L'approche originale présentée ici, reposant sur une congélation immédiate par un cryomélange contenant 10 % de DMSO et SVF à -80 °C, ouvre des perspectives prometteuses pour la préservation et la caractérisation des CTCs par IHC. Les résultats préliminaires démontrent une excellente viabilité post-décongélation et une conservation efficace des marqueurs immunologiques essentiels à l’identification des cellules tumorales circulantes.
Cette méthode innovante offre plusieurs avantages notables, notamment une réduction du stress cryogénique, une homogénéité dans la congélation et une meilleure reproductibilité des analyses IHC. Elle constitue également une alternative viable aux protocoles conventionnels, en simplifiant le processus de biobanque tout en permettant une analyse rétrospective fiable des échantillons cryoconservés.
En conclusion, cette nouvelle approche pourrait devenir une référence dans le domaine de la recherche sur le cancer, en améliorant la qualité des analyses de biomarqueurs et en facilitant le suivi des patients dans des études longitudinales.
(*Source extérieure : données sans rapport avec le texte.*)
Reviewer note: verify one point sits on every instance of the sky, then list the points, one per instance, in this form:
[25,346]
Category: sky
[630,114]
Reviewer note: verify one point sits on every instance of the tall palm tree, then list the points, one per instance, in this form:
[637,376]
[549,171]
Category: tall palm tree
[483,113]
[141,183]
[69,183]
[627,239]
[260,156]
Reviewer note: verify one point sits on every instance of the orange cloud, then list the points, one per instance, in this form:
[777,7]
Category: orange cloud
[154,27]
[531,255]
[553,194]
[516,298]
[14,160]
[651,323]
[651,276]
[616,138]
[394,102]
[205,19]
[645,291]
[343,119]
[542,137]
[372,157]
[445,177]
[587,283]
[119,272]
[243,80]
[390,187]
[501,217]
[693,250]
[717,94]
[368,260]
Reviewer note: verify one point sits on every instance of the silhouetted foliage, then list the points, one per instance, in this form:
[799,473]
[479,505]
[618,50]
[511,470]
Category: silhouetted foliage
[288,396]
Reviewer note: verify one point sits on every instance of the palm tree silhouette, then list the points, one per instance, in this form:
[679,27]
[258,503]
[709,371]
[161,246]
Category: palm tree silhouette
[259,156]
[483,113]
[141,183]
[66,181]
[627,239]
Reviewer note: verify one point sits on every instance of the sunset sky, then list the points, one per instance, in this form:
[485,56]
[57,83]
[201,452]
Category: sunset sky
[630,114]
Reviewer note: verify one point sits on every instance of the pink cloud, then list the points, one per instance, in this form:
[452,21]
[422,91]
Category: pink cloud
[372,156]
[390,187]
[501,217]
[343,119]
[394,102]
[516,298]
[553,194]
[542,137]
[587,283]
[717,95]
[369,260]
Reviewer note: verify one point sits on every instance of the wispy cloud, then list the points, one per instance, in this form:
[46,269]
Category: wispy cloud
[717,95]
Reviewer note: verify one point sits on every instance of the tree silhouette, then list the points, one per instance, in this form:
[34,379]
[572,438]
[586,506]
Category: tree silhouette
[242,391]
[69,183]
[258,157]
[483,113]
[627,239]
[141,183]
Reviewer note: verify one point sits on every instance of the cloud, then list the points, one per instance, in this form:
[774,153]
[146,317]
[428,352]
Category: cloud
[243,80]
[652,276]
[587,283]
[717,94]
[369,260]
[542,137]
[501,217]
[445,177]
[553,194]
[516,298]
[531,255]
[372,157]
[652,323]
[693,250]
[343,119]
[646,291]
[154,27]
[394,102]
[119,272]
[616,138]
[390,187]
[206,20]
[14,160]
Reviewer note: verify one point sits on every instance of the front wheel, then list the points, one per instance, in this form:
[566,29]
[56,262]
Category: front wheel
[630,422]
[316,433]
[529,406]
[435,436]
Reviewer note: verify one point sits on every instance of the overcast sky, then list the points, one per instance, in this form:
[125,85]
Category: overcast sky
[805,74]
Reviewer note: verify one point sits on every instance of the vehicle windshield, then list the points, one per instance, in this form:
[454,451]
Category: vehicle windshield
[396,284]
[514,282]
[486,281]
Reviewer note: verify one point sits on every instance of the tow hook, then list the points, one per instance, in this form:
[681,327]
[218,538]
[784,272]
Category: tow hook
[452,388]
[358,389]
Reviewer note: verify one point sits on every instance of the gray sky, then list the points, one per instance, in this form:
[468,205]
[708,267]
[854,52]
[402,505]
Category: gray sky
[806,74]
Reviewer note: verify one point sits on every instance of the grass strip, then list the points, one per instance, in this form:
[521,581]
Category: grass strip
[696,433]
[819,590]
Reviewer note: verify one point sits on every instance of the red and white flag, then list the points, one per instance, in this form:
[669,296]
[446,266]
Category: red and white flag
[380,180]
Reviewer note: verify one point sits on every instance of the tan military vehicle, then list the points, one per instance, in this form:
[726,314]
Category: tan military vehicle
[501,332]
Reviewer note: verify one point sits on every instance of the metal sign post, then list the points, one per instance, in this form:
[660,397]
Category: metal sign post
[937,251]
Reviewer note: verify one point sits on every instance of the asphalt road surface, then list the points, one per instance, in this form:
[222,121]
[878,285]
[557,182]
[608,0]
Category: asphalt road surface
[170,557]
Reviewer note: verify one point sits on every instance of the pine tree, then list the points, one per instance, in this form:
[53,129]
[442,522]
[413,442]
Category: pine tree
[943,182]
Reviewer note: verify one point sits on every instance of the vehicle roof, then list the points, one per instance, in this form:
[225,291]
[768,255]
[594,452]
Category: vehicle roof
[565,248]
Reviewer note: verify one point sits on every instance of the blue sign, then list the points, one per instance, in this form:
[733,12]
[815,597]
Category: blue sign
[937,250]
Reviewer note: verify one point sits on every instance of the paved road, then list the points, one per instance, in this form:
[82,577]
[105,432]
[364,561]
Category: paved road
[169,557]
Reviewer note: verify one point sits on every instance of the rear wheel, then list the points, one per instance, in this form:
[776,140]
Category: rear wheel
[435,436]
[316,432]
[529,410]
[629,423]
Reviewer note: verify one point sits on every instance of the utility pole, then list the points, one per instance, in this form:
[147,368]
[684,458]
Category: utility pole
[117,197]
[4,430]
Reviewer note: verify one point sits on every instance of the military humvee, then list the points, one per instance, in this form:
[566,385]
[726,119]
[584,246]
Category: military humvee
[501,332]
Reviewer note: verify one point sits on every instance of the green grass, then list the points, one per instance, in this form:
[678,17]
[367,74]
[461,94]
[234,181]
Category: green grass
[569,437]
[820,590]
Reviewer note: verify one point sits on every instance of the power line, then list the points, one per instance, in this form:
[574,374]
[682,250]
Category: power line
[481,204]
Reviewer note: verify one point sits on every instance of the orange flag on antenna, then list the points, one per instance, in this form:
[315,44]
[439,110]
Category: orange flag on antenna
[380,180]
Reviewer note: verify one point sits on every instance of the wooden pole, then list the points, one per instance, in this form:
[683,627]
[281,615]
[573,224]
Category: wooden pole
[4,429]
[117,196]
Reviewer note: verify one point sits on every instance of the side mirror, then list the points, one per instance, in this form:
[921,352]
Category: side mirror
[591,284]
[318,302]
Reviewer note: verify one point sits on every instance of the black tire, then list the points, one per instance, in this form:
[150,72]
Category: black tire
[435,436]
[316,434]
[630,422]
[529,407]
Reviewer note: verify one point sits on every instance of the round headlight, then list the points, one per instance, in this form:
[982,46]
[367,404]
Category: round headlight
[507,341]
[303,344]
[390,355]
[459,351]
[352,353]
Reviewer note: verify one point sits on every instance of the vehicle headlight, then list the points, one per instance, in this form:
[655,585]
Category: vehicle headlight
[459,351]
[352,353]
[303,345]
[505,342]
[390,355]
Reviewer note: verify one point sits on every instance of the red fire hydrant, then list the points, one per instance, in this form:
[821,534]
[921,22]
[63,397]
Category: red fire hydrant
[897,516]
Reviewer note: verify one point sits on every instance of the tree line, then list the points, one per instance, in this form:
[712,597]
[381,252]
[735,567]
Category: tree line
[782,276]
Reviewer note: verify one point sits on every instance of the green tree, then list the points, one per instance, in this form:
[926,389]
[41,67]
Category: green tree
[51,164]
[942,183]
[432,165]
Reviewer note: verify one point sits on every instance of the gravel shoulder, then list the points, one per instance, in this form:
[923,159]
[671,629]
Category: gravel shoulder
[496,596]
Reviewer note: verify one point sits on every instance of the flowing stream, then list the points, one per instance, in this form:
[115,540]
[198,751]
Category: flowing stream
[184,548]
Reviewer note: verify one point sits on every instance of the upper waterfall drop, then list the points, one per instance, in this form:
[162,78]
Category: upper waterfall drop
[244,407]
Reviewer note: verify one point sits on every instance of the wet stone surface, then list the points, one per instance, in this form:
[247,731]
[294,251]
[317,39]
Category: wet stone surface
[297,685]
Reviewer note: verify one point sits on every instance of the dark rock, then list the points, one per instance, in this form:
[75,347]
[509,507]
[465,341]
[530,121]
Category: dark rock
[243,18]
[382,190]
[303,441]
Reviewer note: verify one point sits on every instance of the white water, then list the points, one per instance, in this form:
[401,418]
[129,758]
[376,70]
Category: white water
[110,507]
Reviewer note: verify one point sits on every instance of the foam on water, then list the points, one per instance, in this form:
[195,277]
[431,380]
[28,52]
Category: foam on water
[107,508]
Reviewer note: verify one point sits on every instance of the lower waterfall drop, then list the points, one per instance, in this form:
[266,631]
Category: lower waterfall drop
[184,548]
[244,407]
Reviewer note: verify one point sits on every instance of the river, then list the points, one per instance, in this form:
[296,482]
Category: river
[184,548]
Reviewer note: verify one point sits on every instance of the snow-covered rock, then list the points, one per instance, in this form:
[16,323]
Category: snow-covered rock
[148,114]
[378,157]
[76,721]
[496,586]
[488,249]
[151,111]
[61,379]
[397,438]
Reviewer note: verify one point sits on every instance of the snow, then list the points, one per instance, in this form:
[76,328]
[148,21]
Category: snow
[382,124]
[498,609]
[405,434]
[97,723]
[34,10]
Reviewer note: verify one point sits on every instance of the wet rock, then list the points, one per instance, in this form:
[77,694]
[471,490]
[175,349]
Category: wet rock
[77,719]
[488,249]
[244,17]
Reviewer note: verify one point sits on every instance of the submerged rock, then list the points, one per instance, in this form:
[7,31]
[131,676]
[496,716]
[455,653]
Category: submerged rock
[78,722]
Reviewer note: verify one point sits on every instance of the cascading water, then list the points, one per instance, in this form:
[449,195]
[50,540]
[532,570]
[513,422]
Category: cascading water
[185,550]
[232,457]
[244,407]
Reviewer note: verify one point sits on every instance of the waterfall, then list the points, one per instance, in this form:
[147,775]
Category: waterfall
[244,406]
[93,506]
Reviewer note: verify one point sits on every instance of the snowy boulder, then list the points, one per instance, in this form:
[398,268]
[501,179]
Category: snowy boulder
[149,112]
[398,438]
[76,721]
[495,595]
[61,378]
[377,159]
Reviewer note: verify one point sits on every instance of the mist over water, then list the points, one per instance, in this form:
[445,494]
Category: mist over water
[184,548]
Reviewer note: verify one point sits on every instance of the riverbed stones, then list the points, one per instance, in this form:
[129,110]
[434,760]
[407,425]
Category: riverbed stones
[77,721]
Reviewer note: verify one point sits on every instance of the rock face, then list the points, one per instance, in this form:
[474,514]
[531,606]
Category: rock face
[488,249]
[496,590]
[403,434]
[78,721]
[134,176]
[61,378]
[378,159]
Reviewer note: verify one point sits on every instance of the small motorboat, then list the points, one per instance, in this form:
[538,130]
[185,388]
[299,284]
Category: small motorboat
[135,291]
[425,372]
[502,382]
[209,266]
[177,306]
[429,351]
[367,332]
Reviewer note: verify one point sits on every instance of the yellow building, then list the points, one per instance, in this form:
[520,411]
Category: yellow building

Des investigations futures devront confirmer la validité de la méthode sur différents types de cancers et sur des périodes de stockage plus longues, afin d’en étendre l’applicabilité au sein de la recherche clinique et translationnelle.
https://www.ncbi.nlm.nih.gov/pmc/articles/PMC4930561/
https://www.stemcell.com/how-to-cryopreserve-pbmcs.html
https://www.irvinesci.com/media/IrvineScientific/Resources/0/1/012131_t_cell_cryopreservation_anemocyte_protocol.pdf
https://journals.plos.org/plosone/article?id=10.1371/journal.pone.0187440
https://www.bdbiosciences.com/content/dam/bdb/marketing-documents/BD-Protocol-Freezing-PBMCs.pdf
En résumé, nous proposons un protocole scientifique original qui optimise la cryoconservation des CTCs isolées par Ficoll grâce à l'utilisation immédiate d'un cryomélange comportant 10 % de DMSO et SVF. La méthode, réalisée à -80 °C et suivie d'une décongélation rapide à 37 °C, permet de préserver la viabilité cellulaire et la fidélité des marqueurs immunohistochimiques indispensables pour une caractérisation précise des cellules tumorales circulantes. Cet article apporte une contribution innovante à la recherche oncologique et ouvre la voie à de futures études cliniques standardisées et reproductibles.